This is supposed to be the most tightly controlled party convention in the history of party conventions. Everyone is supposed to be on message that Mitt Romney is a human being that doesn't bleed greenbacks when he cuts himself shaving.

But some Republicans aren't having it. Ron Paul delegates are furious with the high-handed tyrannical  tactics the Romney people are using to prevent them from speaking. Some Paul supporters were so disgusted with the treatment they have received that some of them shouted, "Romney cannot beat Obama!" on the convention floor.

Was this just frustration with the lousy treatment the Oberst-Gruppenführer running the convention was giving them, or is it one of those accidentally-told-the-truth moments?

Four Biggies Out of Tampa

FactCheck.org has a new page up with four very blatant lies that have come out of Tampa so far this week. They are:

  • A misleading statistic about women’s job losses that has grown so stale it is now wholly false. 
  • More bogus claims about “raiding” Medicare and the doctor-patient relationship under Obama’s Affordable Care Act. 
  • A completely false claim that more than half of the younger generation is unemployed. (Actually, 86 percent who want work have it.) 
  • More false claims that Obama blocked the Keystone XL Pipeline. Construction has already begun on the southern leg of the project, and the company says it expects approval for the Canada-to-U.S. leg early next year.

It's pretty sad that they have to lie to such a great degree like this. Why don't they talk about their accomplishments?

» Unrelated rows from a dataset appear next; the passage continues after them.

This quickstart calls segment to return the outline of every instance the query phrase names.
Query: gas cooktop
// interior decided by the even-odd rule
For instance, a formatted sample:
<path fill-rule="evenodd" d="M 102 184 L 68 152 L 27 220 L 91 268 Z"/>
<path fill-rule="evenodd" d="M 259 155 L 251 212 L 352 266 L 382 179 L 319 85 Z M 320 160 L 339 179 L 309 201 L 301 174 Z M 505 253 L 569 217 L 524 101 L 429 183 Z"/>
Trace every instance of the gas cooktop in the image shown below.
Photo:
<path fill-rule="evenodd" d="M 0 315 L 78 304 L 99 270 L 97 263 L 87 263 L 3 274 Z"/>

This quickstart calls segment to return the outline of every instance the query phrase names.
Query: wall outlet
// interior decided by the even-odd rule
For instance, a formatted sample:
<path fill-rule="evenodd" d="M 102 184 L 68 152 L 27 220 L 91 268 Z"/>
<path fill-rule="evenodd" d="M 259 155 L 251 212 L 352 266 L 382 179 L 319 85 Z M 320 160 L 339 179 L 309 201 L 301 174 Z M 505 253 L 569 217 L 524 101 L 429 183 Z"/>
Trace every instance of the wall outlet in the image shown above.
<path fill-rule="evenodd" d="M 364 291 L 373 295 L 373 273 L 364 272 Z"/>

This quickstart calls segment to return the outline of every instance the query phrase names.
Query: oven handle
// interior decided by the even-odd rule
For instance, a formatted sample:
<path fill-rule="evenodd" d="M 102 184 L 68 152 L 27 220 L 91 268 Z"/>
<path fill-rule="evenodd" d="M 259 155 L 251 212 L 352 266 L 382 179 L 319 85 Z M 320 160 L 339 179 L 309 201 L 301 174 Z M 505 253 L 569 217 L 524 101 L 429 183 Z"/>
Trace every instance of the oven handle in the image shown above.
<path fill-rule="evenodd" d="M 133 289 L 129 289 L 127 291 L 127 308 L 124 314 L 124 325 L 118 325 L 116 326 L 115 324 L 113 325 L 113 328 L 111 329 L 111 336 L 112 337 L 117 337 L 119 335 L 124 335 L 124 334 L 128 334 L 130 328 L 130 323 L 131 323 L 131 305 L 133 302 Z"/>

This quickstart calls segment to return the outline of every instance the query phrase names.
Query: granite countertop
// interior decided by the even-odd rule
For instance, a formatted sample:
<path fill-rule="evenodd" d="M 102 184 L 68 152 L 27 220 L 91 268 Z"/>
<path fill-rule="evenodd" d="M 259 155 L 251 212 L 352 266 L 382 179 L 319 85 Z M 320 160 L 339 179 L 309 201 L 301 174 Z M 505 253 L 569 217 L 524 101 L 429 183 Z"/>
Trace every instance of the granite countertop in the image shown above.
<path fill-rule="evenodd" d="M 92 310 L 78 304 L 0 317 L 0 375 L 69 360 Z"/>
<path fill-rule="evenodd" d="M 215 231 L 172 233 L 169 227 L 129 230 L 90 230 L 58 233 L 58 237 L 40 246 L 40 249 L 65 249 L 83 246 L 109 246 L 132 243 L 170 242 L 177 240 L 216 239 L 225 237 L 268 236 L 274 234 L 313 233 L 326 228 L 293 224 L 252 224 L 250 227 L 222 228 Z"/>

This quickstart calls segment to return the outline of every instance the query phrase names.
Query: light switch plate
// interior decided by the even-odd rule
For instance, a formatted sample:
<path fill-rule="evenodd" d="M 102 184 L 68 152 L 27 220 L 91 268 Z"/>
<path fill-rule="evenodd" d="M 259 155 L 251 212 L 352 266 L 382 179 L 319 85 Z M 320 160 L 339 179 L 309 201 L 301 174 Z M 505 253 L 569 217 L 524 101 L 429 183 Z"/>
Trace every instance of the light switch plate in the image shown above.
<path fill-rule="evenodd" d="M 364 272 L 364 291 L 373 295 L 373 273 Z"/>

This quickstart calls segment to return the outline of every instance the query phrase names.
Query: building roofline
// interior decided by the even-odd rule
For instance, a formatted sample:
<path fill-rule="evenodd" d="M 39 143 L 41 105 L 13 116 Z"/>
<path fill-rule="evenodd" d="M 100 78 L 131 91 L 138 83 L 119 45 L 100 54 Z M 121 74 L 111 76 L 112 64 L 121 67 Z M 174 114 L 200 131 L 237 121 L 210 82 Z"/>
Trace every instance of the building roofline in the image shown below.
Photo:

If Karl Rove is Saying it...

...then Mitt Romney has a problem.

This is an issue that has hurt Romney because again it’s fed up people who already have an instinct and a suspicion about him [that] he’s a rich guy, [and] must be hiding something. But I’ve also been a little bit mystified about Romney’s response.

We all are as well, Karl.

Tuesday, August 28, 2012

Shovel To The Head Stunned



I didn't it was possible to cram so much truth into six minutes before!


Monday, August 27, 2012

Just Out of the Gate and Already Out of Gas

Last week Mitt Romney offered an energy plan that promised "energy independence." In reality it was just hot air:
The Romney energy plan, laid out in a 21-page white paper, relies heavily on creating deeper partnerships with Mexico and Canada. Mexico could use technical help to reverse its declining oil production, he said, and "Canada has oil sands. We're going to take advantage of those, and build that Keystone pipeline and work with Canada to make sure we have advantage of their great energy sources."
All told, that would dramatically boost oil and gas production, the candidate said. 
"I will set a national goal of ... North American energy independence by 2020."
So, let me get this straight: Romney's plan to make America "energy independent" relies completely on Canada and Mexico. Any plan based on a direct contradiction of its basic premise isn't a plan, but a big fat lie.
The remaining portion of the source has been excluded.